T-shirt companies have reached out and are providing some tournament-inspired swag for the Peacocks fanbase. Other outside sponsors have stepped in to transport fans the roughly 100 miles to Wells Fargo Center in nearby Philadelphia for the Sweet 16 matchup with Purdue. The program will even grab a bigger spot on the national stage, appearing in commercials running on CBS and on a billboard in Times Square.
Paul also said the school has seen an increase in applications and applicant inquiries. In fact, the website briefly crashed shortly after the opening round win over Kentucky due to high traffic.
Apex Marketing said Saint Peter’s run has created more than $70 million in marketing exposure, though researchers often dispute such figures, saying marketing value is hard to measure.
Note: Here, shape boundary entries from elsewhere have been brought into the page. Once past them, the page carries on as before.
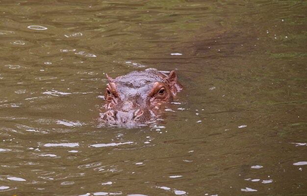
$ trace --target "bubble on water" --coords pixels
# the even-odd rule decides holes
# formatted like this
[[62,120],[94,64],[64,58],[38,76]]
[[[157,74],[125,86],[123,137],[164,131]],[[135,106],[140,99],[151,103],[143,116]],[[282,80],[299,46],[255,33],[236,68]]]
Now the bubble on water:
[[268,183],[271,183],[272,182],[273,182],[272,180],[262,180],[262,182],[261,182],[261,183],[268,184]]
[[94,196],[107,196],[109,195],[109,193],[106,192],[97,192],[94,193],[93,195]]
[[55,157],[56,156],[56,155],[53,154],[42,154],[42,155],[40,155],[38,156],[40,157]]
[[25,45],[26,44],[25,42],[21,40],[16,40],[10,43],[12,44],[15,45]]
[[48,28],[47,28],[47,27],[40,26],[39,25],[30,25],[29,26],[28,26],[27,28],[31,28],[31,29],[39,30],[46,30],[46,29],[48,29]]
[[18,90],[15,91],[16,94],[24,94],[26,92],[26,90]]
[[97,56],[96,56],[96,55],[92,54],[88,54],[87,55],[85,55],[85,56],[88,56],[88,57],[96,57]]
[[307,161],[301,161],[300,162],[294,163],[293,164],[294,166],[304,166],[305,165],[307,165]]
[[8,35],[9,34],[15,34],[15,32],[10,30],[0,30],[0,35]]
[[296,144],[295,146],[298,146],[300,145],[307,145],[307,143],[290,143]]
[[245,189],[241,189],[241,191],[243,191],[245,192],[252,192],[255,191],[258,191],[255,189],[251,189],[250,188],[245,187]]
[[68,50],[68,49],[60,49],[60,51],[61,52],[75,52],[77,50],[76,49],[71,49],[71,50]]
[[72,181],[66,181],[66,182],[62,182],[61,183],[61,185],[70,185],[72,184],[75,184],[75,182],[72,182]]
[[10,151],[12,150],[9,149],[2,149],[2,148],[0,148],[0,152],[2,152],[2,151]]
[[167,191],[171,190],[170,188],[168,188],[167,187],[157,187],[157,188],[159,188],[160,189],[164,189],[164,190],[167,190]]
[[262,168],[263,166],[252,166],[251,168],[253,168],[253,169],[259,169],[260,168]]
[[185,194],[186,193],[186,192],[185,191],[183,191],[176,190],[176,191],[174,191],[174,193],[176,195],[179,196],[180,195]]
[[65,34],[64,36],[66,37],[78,37],[79,36],[82,36],[83,34],[80,32],[72,33],[69,34]]
[[170,176],[168,176],[169,178],[179,178],[180,177],[182,177],[182,175],[171,175]]
[[18,65],[9,65],[9,65],[4,65],[4,66],[8,67],[9,68],[12,69],[19,69],[21,67],[21,66]]
[[24,179],[24,178],[17,178],[16,177],[9,177],[7,178],[7,179],[9,179],[9,180],[14,180],[14,181],[26,181],[26,180]]
[[102,183],[102,185],[109,185],[109,184],[113,184],[113,183],[112,182],[105,182],[104,183]]
[[79,146],[78,143],[46,143],[44,145],[46,147],[63,146],[63,147],[77,147]]

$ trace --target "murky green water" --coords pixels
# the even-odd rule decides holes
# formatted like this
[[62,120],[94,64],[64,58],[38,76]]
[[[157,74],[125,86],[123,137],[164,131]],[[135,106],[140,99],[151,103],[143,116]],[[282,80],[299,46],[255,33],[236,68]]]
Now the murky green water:
[[[0,195],[307,195],[306,2],[1,0]],[[180,104],[102,125],[148,68]]]

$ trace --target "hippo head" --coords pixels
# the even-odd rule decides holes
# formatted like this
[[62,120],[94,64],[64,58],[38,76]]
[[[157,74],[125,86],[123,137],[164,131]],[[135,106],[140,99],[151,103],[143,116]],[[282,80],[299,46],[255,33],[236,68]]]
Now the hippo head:
[[159,106],[172,101],[181,87],[174,71],[166,75],[154,70],[134,71],[113,79],[105,89],[102,119],[110,124],[144,124],[154,119]]

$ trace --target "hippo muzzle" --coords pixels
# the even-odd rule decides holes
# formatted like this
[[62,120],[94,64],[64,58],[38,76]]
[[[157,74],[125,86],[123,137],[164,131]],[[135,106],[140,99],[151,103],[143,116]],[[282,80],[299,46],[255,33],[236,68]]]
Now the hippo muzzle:
[[109,83],[104,97],[102,119],[112,125],[144,124],[154,119],[159,106],[173,100],[182,87],[175,71],[165,75],[150,70],[132,72],[114,79],[107,75]]

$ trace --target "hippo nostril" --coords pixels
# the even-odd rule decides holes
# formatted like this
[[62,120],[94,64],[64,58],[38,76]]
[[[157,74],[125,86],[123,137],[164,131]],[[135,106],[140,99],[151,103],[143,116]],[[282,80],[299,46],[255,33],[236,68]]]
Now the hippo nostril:
[[143,110],[141,109],[137,110],[133,113],[133,116],[134,117],[140,116],[142,114],[143,114],[143,113],[144,112],[143,111]]
[[117,111],[114,110],[110,110],[108,111],[105,113],[106,119],[108,121],[114,121],[116,119],[116,114],[117,114]]
[[144,117],[144,111],[141,110],[137,110],[133,112],[133,120],[134,121],[139,121]]

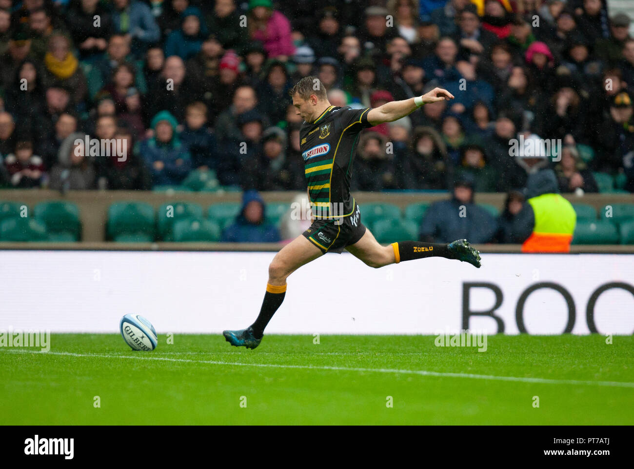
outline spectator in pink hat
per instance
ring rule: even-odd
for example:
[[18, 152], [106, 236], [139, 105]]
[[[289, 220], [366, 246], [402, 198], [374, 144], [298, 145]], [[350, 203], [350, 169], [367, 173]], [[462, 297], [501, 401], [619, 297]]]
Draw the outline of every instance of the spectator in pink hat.
[[[377, 89], [370, 95], [370, 104], [371, 107], [378, 107], [382, 106], [385, 103], [394, 101], [394, 98], [392, 93], [386, 91], [385, 89]], [[387, 122], [379, 124], [378, 126], [371, 127], [368, 129], [368, 132], [378, 132], [382, 135], [387, 136], [390, 134], [390, 128]]]
[[295, 53], [290, 22], [271, 0], [250, 0], [248, 24], [251, 39], [262, 43], [269, 58], [286, 61]]

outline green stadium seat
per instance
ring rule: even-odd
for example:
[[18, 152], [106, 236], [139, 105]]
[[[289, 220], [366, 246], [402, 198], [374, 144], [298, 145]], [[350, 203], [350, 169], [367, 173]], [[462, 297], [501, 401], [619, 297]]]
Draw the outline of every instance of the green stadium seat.
[[41, 202], [34, 207], [33, 216], [44, 224], [49, 235], [56, 241], [79, 241], [81, 239], [79, 208], [71, 202]]
[[370, 230], [379, 220], [400, 220], [401, 209], [393, 204], [359, 204], [361, 222]]
[[577, 144], [577, 150], [579, 151], [579, 156], [585, 162], [589, 162], [594, 159], [595, 152], [593, 148], [587, 145], [581, 143]]
[[624, 190], [625, 184], [628, 182], [628, 176], [624, 173], [619, 173], [614, 176], [614, 188], [619, 190]]
[[[170, 207], [172, 208], [171, 209]], [[158, 208], [157, 218], [159, 239], [164, 241], [174, 241], [172, 230], [174, 223], [179, 220], [190, 217], [202, 218], [202, 207], [198, 204], [187, 202], [163, 204]]]
[[78, 240], [72, 233], [49, 233], [48, 241], [51, 242], [77, 242]]
[[0, 201], [0, 221], [6, 218], [19, 217], [21, 211], [20, 207], [25, 205], [20, 202]]
[[174, 241], [177, 242], [217, 242], [220, 234], [217, 223], [205, 218], [191, 217], [174, 224]]
[[574, 213], [577, 214], [577, 220], [597, 220], [597, 209], [588, 204], [573, 204]]
[[573, 244], [618, 244], [619, 232], [609, 221], [577, 221]]
[[597, 181], [597, 185], [598, 186], [599, 192], [611, 192], [614, 188], [614, 181], [612, 176], [607, 173], [593, 172], [595, 180]]
[[225, 192], [242, 192], [242, 188], [240, 186], [221, 186], [221, 190], [224, 190]]
[[152, 242], [154, 237], [143, 233], [134, 233], [118, 235], [113, 241], [115, 242]]
[[[612, 208], [612, 216], [609, 208]], [[634, 204], [609, 204], [601, 209], [601, 220], [620, 225], [625, 221], [634, 220]]]
[[634, 244], [634, 221], [625, 221], [619, 227], [621, 244]]
[[16, 217], [0, 221], [0, 241], [48, 241], [46, 226], [35, 218]]
[[417, 239], [418, 225], [411, 220], [391, 218], [379, 220], [374, 224], [372, 234], [382, 244]]
[[405, 220], [411, 220], [417, 225], [420, 225], [423, 217], [429, 208], [429, 202], [421, 202], [418, 204], [410, 204], [405, 207]]
[[196, 169], [191, 171], [183, 182], [183, 185], [194, 191], [217, 190], [220, 188], [216, 171], [211, 169]]
[[290, 204], [272, 202], [266, 204], [266, 221], [276, 227], [279, 226], [282, 217], [290, 209]]
[[207, 211], [207, 218], [215, 221], [223, 230], [231, 225], [240, 213], [242, 206], [237, 202], [214, 204]]
[[477, 204], [477, 205], [480, 208], [486, 210], [494, 218], [497, 218], [500, 216], [500, 209], [495, 205], [491, 205], [491, 204]]
[[108, 209], [106, 235], [108, 239], [117, 242], [153, 241], [156, 237], [154, 208], [143, 202], [112, 204]]

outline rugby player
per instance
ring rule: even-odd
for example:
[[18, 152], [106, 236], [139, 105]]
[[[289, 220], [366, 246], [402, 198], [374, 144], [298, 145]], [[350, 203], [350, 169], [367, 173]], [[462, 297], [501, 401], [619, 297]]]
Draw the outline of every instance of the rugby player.
[[264, 328], [284, 300], [286, 279], [326, 253], [344, 249], [367, 265], [378, 268], [403, 261], [444, 257], [481, 266], [479, 253], [465, 239], [448, 244], [419, 241], [381, 246], [361, 221], [361, 209], [350, 194], [353, 162], [360, 132], [411, 114], [424, 104], [453, 99], [434, 88], [422, 96], [392, 101], [374, 109], [336, 107], [318, 78], [305, 77], [290, 91], [304, 122], [300, 129], [313, 223], [280, 251], [269, 265], [269, 279], [260, 314], [247, 329], [224, 331], [231, 345], [255, 348]]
The Peacocks’ small athletic department has had all hands on deck as it tries to accommodate ticket demands from alumni and fans while navigating national media attention. It’s unclear how long the magic will last, but the program hopes this will be a trend for its men’s basketball team moving forward.
Retaining head coach Shaheen Holloway could play a major factor in sustaining momentum, but history shows that small-school coaches usually leverage March Madness moments to move on to larger and more lucrative Division I programs. Paul, a former associate AD at Seton Hall, admits Saint Peter’s might not be able to compete with more prestigious programs from a salary standpoint. While Holloway, a former Seton Hall star player, has been rumored to be the next head coach for the Pirates, Paul says there’s been no conversation with him about a potential departure.
“It’s my job to do whatever I can to keep him here.”